# Copyright (c) Meta Platforms, Inc. and affiliates
"""
Strategy validation for DTensor sharding rules.

This module provides utilities to validate DTensor's sharding strategies by:
1. Running operators on full tensors to get ground truth
2. Simulating sharding with various placement combinations
3. Comparing redistributed outputs against ground truth
4. Reporting incorrect rules (DTensor claims valid but wrong) and
   missing rules (ground truth valid but DTensor has no rule)

Run as a module to compare DTensor rules against ground truth:
    python -m torch.distributed.tensor._ops.strategy_validation --op add
    python -m torch.distributed.tensor._ops.strategy_validation --all-registered
    python -m torch.distributed.tensor._ops.strategy_validation --op div --incorrect-only
"""

import re
from dataclasses import dataclass, field
from typing import Any

import torch
from torch.distributed.tensor import Replicate
from torch.distributed.tensor.placement_types import Partial, Placement, Shard
from torch.utils import _pytree as pytree


# A combo key is (input_placement_strs, output_placement_str)
ComboKey = tuple[tuple[str, ...], str]

# Partial reduce ops to enumerate
PARTIAL_REDUCE_OPS = ["sum", "avg", "min", "max"]
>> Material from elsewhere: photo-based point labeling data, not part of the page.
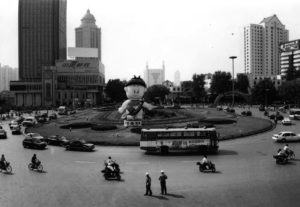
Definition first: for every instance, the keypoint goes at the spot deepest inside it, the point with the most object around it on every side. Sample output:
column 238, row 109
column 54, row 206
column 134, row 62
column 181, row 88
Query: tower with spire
column 88, row 34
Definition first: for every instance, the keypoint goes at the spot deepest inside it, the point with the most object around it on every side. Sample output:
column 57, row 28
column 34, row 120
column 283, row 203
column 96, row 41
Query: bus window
column 188, row 134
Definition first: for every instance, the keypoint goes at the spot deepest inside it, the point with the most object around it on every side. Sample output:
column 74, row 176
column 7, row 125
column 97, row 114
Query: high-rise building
column 290, row 59
column 7, row 74
column 177, row 78
column 154, row 76
column 88, row 35
column 261, row 48
column 42, row 36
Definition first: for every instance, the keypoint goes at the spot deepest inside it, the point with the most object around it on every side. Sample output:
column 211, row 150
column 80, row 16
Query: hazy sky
column 191, row 36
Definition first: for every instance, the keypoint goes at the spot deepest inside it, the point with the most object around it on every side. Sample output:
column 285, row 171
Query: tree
column 115, row 90
column 198, row 87
column 156, row 91
column 264, row 92
column 242, row 83
column 220, row 83
column 290, row 91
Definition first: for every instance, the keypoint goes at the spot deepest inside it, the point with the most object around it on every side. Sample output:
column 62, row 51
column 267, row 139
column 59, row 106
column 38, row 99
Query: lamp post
column 232, row 58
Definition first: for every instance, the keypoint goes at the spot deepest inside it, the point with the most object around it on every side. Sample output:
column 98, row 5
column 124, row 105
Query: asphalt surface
column 247, row 175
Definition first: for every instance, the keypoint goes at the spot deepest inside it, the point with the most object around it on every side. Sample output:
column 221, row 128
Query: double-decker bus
column 294, row 113
column 179, row 139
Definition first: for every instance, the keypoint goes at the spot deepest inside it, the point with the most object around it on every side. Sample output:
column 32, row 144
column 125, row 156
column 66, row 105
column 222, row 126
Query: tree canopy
column 264, row 92
column 242, row 83
column 290, row 91
column 155, row 92
column 115, row 90
column 221, row 82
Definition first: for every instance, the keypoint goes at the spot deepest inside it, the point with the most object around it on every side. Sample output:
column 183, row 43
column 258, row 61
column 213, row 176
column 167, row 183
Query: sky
column 191, row 36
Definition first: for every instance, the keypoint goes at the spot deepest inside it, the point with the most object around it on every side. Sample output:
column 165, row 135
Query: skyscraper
column 261, row 47
column 177, row 78
column 88, row 35
column 42, row 36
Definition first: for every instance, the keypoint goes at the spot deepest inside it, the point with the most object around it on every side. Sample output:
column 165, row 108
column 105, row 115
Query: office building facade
column 290, row 57
column 42, row 36
column 261, row 48
column 88, row 34
column 7, row 74
column 154, row 76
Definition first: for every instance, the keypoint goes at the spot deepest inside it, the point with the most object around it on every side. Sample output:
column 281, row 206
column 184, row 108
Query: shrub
column 99, row 127
column 136, row 130
column 219, row 121
column 77, row 125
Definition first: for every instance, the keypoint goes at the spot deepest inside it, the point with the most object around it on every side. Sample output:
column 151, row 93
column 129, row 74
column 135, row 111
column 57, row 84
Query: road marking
column 88, row 162
column 137, row 163
column 189, row 161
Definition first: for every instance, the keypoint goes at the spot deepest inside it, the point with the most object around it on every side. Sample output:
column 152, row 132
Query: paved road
column 247, row 176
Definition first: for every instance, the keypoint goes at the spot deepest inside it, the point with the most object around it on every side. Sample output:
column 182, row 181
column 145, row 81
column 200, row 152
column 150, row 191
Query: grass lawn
column 123, row 137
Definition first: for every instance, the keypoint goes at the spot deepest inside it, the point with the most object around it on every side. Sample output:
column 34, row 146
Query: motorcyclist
column 286, row 149
column 35, row 161
column 110, row 163
column 281, row 153
column 3, row 162
column 204, row 161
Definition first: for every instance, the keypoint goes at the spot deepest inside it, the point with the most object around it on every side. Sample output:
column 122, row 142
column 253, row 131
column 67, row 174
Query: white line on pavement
column 88, row 162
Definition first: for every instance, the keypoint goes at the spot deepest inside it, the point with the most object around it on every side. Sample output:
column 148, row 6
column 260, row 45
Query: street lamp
column 232, row 58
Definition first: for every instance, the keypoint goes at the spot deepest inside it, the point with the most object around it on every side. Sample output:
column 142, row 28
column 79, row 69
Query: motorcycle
column 207, row 167
column 290, row 154
column 112, row 171
column 281, row 159
column 7, row 168
column 38, row 166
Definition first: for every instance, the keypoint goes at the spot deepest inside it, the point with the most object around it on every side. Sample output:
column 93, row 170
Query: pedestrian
column 275, row 120
column 162, row 178
column 148, row 185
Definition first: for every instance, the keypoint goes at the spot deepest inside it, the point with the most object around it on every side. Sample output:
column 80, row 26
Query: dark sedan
column 80, row 145
column 3, row 134
column 57, row 140
column 34, row 143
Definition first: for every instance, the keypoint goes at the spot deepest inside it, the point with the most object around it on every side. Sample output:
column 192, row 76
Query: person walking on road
column 148, row 185
column 162, row 178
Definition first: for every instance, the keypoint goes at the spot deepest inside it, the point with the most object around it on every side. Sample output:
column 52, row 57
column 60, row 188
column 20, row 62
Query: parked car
column 219, row 108
column 79, row 145
column 57, row 140
column 278, row 116
column 53, row 116
column 286, row 136
column 72, row 112
column 34, row 143
column 246, row 113
column 3, row 134
column 230, row 110
column 14, row 124
column 35, row 135
column 29, row 121
column 286, row 121
column 261, row 108
column 16, row 129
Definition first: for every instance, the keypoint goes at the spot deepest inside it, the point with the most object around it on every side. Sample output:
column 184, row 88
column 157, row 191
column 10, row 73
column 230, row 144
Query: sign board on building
column 290, row 46
column 82, row 52
column 78, row 66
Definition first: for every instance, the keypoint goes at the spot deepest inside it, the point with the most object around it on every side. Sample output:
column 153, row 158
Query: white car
column 286, row 136
column 29, row 121
column 286, row 121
# Ops to skip in validation because ground truth comparison is not meaningful.
# These produce non-deterministic or uninitialized outputs.
# TODO: can we get this list directly from opinfo tags, or something?
SKIP_OPS = frozenset(
    [
        "bernoulli",  # Random sampling
        "empty_like",  # Uninitialized memory
        "new_empty",  # Uninitialized memory
        "new_empty_strided",  # Uninitialized memory
        "normal",  # Random sampling
        "rand_like",  # Random sampling
        "randint_like",  # Random sampling
        "randn_like",  # Random sampling
        "uniform",  # Random sampling
    ]
)


@dataclass
class PlacementCombination:
    """Represents a combination of input and output placements."""
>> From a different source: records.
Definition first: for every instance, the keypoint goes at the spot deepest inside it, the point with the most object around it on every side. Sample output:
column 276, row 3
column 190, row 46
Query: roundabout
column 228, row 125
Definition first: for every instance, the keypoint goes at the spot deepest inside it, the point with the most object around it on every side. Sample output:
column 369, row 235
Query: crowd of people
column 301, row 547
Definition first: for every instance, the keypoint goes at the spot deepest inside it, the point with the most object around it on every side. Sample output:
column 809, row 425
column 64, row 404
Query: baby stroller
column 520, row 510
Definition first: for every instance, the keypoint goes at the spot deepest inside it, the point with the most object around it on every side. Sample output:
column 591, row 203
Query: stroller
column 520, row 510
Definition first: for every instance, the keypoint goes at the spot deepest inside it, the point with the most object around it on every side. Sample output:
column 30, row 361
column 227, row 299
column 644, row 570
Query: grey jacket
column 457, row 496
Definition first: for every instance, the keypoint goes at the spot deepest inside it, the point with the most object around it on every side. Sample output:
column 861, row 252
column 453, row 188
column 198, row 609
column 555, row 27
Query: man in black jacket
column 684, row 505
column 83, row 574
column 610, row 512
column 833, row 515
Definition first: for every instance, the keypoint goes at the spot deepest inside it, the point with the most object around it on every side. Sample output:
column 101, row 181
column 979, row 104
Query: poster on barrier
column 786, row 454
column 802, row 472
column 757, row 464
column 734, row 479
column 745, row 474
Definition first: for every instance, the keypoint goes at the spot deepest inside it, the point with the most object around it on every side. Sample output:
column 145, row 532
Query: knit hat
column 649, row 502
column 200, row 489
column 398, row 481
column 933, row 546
    input_placements: tuple[Placement, ...]  # One placement per input tensor
    output_placement: Placement  # Placement for the output tensor

    def __hash__(self):
        return hash(
            (tuple(str(p) for p in self.input_placements), str(self.output_placement))
        )

    def __eq__(self, other):
        if not isinstance(other, PlacementCombination):
            return NotImplemented
        return tuple(str(p) for p in self.input_placements) == tuple(
            str(p) for p in other.input_placements
        ) and str(self.output_placement) == str(other.output_placement)

    def __str__(self):
        return f"inputs={placement_tuple_to_str(self.input_placements)}, output={placement_tuple_to_str((self.output_placement,))}"


@dataclass
class Discrepancy:
    """Represents a discrepancy between ground truth and DTensor's rules."""

    input_placements: tuple[str, ...]
    output_placement: str
    sample_idx: int
    input_shapes: tuple[tuple[int, ...], ...]
    discrepancy_type: str  # "false_positive" or "false_negative"
    error_msg: str = ""
    scalar_args: tuple[Any, ...] = ()
    scalar_kwargs: dict[str, Any] = field(default_factory=dict)
    aten_op: Any = None
    variant: str = ""


@dataclass
class ComparisonStats:
    """Statistics for comparing ground truth vs DTensor rules."""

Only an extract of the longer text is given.